ABD ve İsrail, Ortadoğu’daki kimi rejimler üzerinden nasıl bir bölge düzeni kurmak istiyor sorusuna gelmeden önce, Bugünkü Ortadoğu’nun hali pürmelaline bir bakalım. Nasıl bir siyasî tablo ile karşı karşıyayız?

Halklar zaviyesinden bakıldığında, Ortadoğu halklarının, bugün, “Arap Baharı” diye nitelendirilen despotik rejimlere karşı isyan ettiği günlerden çok daha zor günler yaşadığını söylememiz gerekiyor. Arap Baharı’nı zemheri kışa döndüren despot yönetimler, bugün eskisine oranla çok daha güçlü ve çok daha acımasızca zulmediyorlar, halklarına.

Bu noktada, BAE, Suudi Arabistan, Bahreyn ve Mısır’dan müteşekkil Arap Baharı karşıtı bloğun bugün artık “şer ekseni” diye anılmalarına neden olan icraatlarına ve bunların Ortadoğu’daki yansımalarına bir göz atmak lazım. 

Arap Baharı’nın kışa dönmesi sonrası Suudi Arabistan, BAE, Bahreyn ve Mısır’ın başını çektiği eksenin belirlediği ortak stratejisi şuydu; “Hüsnü Mübarek döneminde Müslüman Kardeşler’e çok toleranslı davranıldı, başımıza bunlar geldi. Bundan sonra hangi tonda olursa olsunlar ‘İslâmcılara’ nefes aldırmamamız gerekiyor.”. Bu ülkelerin hepsi de sözüm ona şeriatle yönetiliyor; Mısır bile öyle.

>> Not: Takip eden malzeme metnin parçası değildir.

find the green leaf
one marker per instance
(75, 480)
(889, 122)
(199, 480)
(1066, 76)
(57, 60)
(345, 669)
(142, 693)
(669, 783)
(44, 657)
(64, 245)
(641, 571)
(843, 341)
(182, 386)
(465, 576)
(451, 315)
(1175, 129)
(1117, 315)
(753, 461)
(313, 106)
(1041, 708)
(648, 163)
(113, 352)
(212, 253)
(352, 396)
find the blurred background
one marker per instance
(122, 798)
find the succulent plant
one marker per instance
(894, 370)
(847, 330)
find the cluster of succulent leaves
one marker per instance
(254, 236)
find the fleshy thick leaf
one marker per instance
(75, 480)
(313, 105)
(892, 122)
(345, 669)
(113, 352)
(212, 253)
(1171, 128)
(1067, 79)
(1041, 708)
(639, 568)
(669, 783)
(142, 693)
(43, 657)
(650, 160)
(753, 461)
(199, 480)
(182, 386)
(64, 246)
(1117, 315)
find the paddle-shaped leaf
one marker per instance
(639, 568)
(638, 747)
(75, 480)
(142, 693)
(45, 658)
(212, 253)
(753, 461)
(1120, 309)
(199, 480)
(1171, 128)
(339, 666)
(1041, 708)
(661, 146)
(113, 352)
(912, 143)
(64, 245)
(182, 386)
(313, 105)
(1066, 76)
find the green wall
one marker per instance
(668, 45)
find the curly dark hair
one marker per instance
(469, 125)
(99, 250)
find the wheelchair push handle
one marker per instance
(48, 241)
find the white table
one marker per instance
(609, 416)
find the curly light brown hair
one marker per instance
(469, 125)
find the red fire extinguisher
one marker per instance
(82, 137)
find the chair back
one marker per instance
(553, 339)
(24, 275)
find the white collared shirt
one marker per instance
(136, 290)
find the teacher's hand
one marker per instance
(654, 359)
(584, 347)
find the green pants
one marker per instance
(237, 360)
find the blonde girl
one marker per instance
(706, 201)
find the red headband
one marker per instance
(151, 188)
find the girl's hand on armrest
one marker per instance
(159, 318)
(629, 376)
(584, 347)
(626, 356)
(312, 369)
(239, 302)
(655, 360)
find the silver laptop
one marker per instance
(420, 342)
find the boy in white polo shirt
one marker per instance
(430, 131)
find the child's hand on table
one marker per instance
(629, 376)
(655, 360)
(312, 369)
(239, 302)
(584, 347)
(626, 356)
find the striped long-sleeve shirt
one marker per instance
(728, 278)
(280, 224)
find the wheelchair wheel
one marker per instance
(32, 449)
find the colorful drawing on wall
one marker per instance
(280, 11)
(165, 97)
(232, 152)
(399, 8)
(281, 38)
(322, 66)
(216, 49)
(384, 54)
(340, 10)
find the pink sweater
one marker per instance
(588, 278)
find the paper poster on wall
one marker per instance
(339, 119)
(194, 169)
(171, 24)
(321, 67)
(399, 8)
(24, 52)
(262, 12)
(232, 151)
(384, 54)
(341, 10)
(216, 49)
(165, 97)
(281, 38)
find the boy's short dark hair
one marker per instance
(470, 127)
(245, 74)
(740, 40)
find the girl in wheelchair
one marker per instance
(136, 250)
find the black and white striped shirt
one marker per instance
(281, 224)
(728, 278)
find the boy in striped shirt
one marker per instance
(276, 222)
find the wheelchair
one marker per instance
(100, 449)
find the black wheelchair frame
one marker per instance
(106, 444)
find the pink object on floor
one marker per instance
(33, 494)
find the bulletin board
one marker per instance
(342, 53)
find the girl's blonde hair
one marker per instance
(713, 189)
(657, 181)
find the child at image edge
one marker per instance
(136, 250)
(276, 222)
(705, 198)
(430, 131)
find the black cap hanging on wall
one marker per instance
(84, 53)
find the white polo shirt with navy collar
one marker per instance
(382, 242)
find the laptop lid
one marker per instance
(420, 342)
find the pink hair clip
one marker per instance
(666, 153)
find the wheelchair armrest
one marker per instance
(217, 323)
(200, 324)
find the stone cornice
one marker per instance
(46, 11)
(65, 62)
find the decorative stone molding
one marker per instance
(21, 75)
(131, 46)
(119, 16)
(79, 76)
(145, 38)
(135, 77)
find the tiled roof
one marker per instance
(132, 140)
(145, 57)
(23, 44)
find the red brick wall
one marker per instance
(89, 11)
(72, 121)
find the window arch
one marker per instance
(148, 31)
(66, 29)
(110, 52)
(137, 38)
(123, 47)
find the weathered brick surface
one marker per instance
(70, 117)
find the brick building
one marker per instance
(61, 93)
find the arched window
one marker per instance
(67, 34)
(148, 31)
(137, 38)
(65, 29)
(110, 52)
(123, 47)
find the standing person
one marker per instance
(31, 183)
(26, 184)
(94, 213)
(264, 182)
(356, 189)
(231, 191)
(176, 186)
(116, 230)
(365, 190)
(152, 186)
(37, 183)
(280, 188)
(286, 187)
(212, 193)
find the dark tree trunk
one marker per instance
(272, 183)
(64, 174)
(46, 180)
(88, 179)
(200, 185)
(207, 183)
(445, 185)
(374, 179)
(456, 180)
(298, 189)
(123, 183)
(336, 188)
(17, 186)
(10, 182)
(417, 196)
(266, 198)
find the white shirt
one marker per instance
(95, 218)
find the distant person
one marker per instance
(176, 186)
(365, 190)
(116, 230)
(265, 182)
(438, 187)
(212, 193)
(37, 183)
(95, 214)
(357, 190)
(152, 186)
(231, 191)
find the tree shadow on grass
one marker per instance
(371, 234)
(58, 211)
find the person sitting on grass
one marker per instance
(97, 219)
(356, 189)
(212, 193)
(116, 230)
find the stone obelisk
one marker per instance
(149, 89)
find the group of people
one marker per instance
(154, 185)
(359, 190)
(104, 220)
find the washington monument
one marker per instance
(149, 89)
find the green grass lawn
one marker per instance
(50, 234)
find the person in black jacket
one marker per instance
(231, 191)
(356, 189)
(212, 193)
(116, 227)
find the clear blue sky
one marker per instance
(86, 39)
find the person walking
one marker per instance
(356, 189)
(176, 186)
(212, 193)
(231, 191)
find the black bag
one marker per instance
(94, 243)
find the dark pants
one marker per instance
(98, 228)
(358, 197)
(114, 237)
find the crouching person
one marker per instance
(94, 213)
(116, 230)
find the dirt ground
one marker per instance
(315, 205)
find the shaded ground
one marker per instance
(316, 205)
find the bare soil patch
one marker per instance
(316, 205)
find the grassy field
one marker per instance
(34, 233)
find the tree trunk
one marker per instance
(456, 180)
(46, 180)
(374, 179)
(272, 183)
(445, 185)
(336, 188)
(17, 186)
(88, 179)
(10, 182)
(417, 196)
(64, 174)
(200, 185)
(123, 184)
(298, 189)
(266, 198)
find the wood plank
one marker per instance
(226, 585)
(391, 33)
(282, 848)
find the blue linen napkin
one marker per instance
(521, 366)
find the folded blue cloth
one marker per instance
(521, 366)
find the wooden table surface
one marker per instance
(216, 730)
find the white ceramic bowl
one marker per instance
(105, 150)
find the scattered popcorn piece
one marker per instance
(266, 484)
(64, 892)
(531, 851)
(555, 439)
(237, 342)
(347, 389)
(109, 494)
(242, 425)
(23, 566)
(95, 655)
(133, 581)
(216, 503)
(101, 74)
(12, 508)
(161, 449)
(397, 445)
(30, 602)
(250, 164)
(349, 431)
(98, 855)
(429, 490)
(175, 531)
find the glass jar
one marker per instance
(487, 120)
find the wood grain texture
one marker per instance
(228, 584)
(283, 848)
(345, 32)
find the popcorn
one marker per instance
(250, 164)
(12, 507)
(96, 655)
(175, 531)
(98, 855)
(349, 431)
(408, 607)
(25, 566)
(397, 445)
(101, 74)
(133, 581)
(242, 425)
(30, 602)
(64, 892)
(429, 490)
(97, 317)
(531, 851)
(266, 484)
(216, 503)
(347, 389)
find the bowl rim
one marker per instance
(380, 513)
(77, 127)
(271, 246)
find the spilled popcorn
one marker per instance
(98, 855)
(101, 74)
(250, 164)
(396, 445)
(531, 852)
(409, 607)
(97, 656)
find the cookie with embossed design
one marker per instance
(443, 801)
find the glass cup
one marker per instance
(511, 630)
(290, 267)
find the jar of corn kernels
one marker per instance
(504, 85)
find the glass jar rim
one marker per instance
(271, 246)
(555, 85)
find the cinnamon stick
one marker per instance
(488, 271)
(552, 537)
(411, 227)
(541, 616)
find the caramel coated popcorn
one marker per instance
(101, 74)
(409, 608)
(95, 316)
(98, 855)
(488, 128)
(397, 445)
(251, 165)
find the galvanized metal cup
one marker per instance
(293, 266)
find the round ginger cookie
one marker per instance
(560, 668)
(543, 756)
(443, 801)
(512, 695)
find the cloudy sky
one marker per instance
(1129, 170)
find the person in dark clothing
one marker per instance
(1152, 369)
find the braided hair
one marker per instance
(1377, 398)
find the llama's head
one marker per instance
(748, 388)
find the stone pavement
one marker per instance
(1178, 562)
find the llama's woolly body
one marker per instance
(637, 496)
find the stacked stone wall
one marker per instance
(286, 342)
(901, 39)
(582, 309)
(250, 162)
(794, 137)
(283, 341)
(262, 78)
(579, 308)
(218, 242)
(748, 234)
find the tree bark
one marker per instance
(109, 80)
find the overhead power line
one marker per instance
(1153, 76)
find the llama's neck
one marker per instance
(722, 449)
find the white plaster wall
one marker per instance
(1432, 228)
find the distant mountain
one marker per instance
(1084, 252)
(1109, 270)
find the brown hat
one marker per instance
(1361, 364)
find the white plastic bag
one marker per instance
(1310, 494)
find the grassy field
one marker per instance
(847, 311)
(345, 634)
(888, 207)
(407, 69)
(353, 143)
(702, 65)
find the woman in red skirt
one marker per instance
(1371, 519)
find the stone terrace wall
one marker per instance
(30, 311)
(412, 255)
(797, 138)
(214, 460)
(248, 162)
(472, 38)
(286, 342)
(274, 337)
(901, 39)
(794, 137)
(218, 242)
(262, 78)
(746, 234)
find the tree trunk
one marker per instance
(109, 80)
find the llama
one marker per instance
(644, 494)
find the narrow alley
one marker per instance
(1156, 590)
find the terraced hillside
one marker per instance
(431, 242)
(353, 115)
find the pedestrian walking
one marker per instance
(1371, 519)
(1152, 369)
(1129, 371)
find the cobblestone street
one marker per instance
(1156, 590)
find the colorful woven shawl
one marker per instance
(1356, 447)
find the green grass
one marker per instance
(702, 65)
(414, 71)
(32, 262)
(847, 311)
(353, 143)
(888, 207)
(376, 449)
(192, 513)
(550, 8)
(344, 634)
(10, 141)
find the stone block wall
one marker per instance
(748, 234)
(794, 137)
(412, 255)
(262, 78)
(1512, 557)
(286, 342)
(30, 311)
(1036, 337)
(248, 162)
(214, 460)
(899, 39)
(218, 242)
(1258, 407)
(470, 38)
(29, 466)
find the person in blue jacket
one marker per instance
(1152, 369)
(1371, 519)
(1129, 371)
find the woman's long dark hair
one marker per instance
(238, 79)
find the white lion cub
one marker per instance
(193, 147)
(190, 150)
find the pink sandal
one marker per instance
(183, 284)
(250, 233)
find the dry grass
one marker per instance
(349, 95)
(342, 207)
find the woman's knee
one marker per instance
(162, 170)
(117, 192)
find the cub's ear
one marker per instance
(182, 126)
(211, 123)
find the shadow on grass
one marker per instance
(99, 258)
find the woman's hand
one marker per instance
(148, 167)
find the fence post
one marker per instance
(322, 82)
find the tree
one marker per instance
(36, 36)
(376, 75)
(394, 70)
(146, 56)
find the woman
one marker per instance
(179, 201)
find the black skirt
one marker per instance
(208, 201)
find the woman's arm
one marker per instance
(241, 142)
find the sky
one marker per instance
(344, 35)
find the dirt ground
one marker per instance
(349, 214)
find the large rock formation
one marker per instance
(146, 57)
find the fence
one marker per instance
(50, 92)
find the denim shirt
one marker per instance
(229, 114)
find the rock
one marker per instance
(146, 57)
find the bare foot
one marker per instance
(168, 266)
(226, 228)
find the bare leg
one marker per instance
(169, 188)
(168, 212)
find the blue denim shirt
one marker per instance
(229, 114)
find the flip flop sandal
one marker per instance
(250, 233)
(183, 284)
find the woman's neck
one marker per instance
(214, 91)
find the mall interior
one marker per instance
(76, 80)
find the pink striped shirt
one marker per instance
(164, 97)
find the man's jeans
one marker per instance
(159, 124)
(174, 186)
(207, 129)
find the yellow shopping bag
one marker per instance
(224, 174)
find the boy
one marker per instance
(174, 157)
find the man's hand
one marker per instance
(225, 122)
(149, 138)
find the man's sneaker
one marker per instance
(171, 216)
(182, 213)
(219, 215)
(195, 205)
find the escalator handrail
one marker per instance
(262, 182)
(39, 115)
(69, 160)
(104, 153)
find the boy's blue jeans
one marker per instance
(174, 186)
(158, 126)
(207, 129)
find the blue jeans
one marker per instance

Öyle de yaptılar “İslâmcılar” şeytanlaştırılmaya, kriminalize edilmeye, itibarsızlaştırılmaya çalışıldı. Bu noktada medya ve din adamları da dahil olmak üzere her türlü enstrüman kullanıldı. Tüm rejim muhaliflerinin üzerine son derece sert uygulamalarla gittiler. Ta ki bir daha özgürleşme hayali kurmasınlar diye…
Belirledikleri bu strateji ile Ortadoğu’da değişim kıvılcımlarının çaktığı her yere müdahale ettiler. Libya’dan Yemen’e, Tunus’tan Fas’a, Somali’den Moritanya’ya kadar, siyasî mühendislik faaliyetleriyle tüm Ortadoğu coğrafyasında “İslâmcıları” iktidarlardan uzak tutmak için devreye girdiler. Bölgede domino etkisi yapacak demokratikleşme hareketlerini daha doğmadan boğmaya yönelik ayak oyunlarıyla siyasete müdahale ettiler.

Yürüttükleri algı operasyonlarında medyayı, uluslararası lobileri, İslâm dünyasının en kullanışlı aktörü haline gelen kimi din adamlarını, dini otoriteleri kullandı ve hâlâ kullanıyor ve bununla eş zamanlı olarak da “Ilımlı İslâm” kamuflajı ile bölgenin İslâmsızlaştırılması projesini yürütüyorlar.
Sudan’daki halk devrimini çalmaya çalıştılar…

Libya’daki darbeci lider Halife Hafter’i, Batılı emperyalistlerle birlikte Libya’nın Sisi’si yapmaya çalışanlar yine onlar oldu…

Cezayir’deki, Tunus’taki yeni siyasî süreçleri şekillendirmeye çalışanlar yine onlar…

Halklarına rağmen iktidarlarını korumaya çalışan Ortadoğu’nun otoriter rejimlerinin tek korkuları kendi ülkelerinin “İslâmcıları” değildi. ABD’nin önünü açtığı İran’ın Ortadoğu’da izlediği yayılmacı siyaset, diktatör rejimlerin bir başka endişe kaynağı idi. Bu iki korku, yani bir tarafta yönetimlerine karşı öncelikli tehdit unsuru olarak gördükleri ‘İslamcılar’ ve diğer muhaliflerin rejimleri devirme potansiyeli, öte taraftan İran’ın yayılmacı politikaları onları Amerika’nın kucağına itti. Amerika da İsrail ile birlikte onların bu korkularını sonuna kadar kullandı, kullanmaya da devam ediyor.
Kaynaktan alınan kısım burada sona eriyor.